Retaining quality employees is always a challenge for any organisation, large or small. Often a large expense to an organisation is the development and training of employees therefore to ensure an organisation receives a benefit from their investment they need to have effective retention plans. Organisations need to ensure that their employees are enjoying their role a lack of job satisfaction has often been cited as a reason an employee has committed fraud. An organisation therefore needs to build into its personnel plans a review stage, where all roles are reviewed and to check that skills and responsibilities required still reflect the person within the role. Varied roles often provide good challenges for employees as well as offering an effective control for organisations. Programmes like job rotations and forced vacations if run effectively benefit both employee and employer. It is also important that employees have access to management opportunities. A major reason given for an employee to leave an organisation is if they feel they have nowhere else to go within the organisation other than sideways.

1.4 Termination

Termination practises can potentially leave an organisation highly unguarded.
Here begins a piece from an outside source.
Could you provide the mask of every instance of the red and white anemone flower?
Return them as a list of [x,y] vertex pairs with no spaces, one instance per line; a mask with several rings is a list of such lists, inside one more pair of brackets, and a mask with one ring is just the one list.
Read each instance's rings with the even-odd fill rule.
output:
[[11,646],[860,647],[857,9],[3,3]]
As mentioned earlier accounting, IS, AIS & IT roles all usually have significant levels of access to information and security rights. Disgruntled employees therefore if given opportunity can potentially cause significant levels of damage if some key guidelines aren't developed. Organisations should ensure that clearance passes, and access to systems are taken from the employee upon termination and where appropriate escorted from the premises. It is common practise for an organisation to require employees to sign, confidentiality agreements or declarations of secrecy to ensure that any information obtained while employed by the organisation cannot be used or disseminated by the employee even after the employment engagement has concluded.